« Contes de l’âme antillaise » , de Jean-Mico et Léonie Terrine

— Par Widad Amra —


La main se pose, tâtant le livre, le caressant, s’y promenant, comme l’on fait des objets d’art. Couverture noire et bleue, hiéroglyphes satisfaisant les yeux. Le livre s’appelle Contes de l’âme antillaise Kontè Kréyol, signé Jean-Mico et Léonie terrine, aux éditions Exbrayat. Traduction créole : Pierre Pinalie.

Le livre s’ouvre, la main tourne les pages. Le regard plonge dans l’univers magique de l’esthétique, happé par l’uniformité de l’ensemble en un concert de bleus variés. Bleu indigo, bleu ciel, bleu roi, bleu marine, bleu nuit, bleu azur, bleu outre-mer. D’une page à l’autre, le bleu varie, occupant presque tout l’espace, offrant son éventail, servant d’écrin, aux mots, aux dessins, aux couleurs. Servant de support à la langue du conte : le créole. En bordures blanches, le texte en français. Le livre est beau. S’en dégage le souffle étonnant d’une cosmogonie personnelle. Un lieu surréaliste .

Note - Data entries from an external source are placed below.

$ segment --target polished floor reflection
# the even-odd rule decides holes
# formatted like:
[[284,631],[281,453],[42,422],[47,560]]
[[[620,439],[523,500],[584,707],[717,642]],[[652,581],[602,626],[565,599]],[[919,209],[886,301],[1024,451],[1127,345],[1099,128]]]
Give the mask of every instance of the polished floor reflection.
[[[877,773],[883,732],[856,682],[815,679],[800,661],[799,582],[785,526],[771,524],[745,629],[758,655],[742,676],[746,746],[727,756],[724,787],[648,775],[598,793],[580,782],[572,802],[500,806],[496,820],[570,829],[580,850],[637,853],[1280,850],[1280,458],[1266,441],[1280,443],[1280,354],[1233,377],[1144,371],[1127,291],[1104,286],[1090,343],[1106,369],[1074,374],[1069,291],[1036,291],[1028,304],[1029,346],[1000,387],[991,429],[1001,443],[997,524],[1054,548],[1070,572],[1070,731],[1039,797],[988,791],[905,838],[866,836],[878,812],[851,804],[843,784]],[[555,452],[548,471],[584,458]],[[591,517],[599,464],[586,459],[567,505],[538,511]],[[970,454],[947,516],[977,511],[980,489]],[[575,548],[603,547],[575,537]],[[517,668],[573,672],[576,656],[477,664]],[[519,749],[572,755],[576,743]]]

Allant plus loin, la main le frôle, délicatement, l’apprivoisant, y revenant, cherchant le code, y découvrant sur fond marin, sur fond de ciel, sur fond de vie, le soleil, la lune, la divinité, et la terre. Sur la terre, il y a les oiseaux et les poissons, les fleurs, les bons et les méchants, les joueurs de tambour, la main de l’artiste, l’œil qui observe et tout ce que le lecteur n’a pas encore saisi. Tout le visible, tout l’ invisible de l’univers.

Certes, l’œil est d’abord happé par la beauté de l’ouvrage. Dessins à priori secrets, comme faits pour stimuler l’imaginaire, univers faisant penser tantôt à Klee ou à Miro, mais tout simplement faisant découvrir Jean Mico Terrine.

L’émotion est là. L’œil cette fois s’attarde , sur la structure de l’ouvrage, sur les mots. Les premières pages soupèsent le monde, l’interrogent, présentent le conte – poésie – allégorie. Conte dont la signification est «  que nous comprenions qu’un patrimoine si méprisé, presque oublié, c’est notre corps que nous fouillons dans la terre ». Patrimoine venant de la diversité des hommes : « Ce n’est pas à un groupe d’hommes de créer un pays, ce sont les peuples qui créent leurs pays. Chaque composante de chaque peuple a un mot à dire, une pensée ayant du crédit, une action qui doit être prise en compte. Alors conteur, tu peux conter ! Tu as le droit de conter ! » Et l’on nous conte : Le verbe avant la parole et parfois les paroles meurtrières : «  Toute nourriture est bonne à manger, toute parole n’est pas bonne à dire ». On y reste, on y traîne dans ces premières pages, expliquant l’âme humaine et la cadence du conte.

Puis vient la deuxième partie de l’ouvrage Kat kontè ka konté. Quatre portraits de conteurs et leur approche du conte: Vincent Chevignac, Amélius Ventose, Génius Boniface Marie Sainte, Met Lavier. Et Bonsoir, que la ronde commence !E krik !

Et les conteurs de raconter : la création, le bien, le mal, la vie, la mort, les injustices et les mensonges, la destruction de la nature, les chanteurs, les boiteux, les nègres du Lorrain et ceux de fond Bernier, les sorcières, Sainte Marie. E krak !

Et la parole finale est la suivante : «  le conte, ce n’est pas seulement des mots….C’est l’esprit de l’homme, l’esprit réveillé, l’esprit libéré . Libéré des cancans des hommes, qui exprime sa présence dans tout l’univers. Avec sagesse, avec force, en toute beauté. »

Très beau livre, née de la conjugaison d’imaginaires, de la convergence des compétences, de la richesse que nous offrent le créole et le français, et au delà s’ offre à nous l’âme de l’humain, s’ancrant dans le contexte martiniquais pour s’envoler vers l’universel.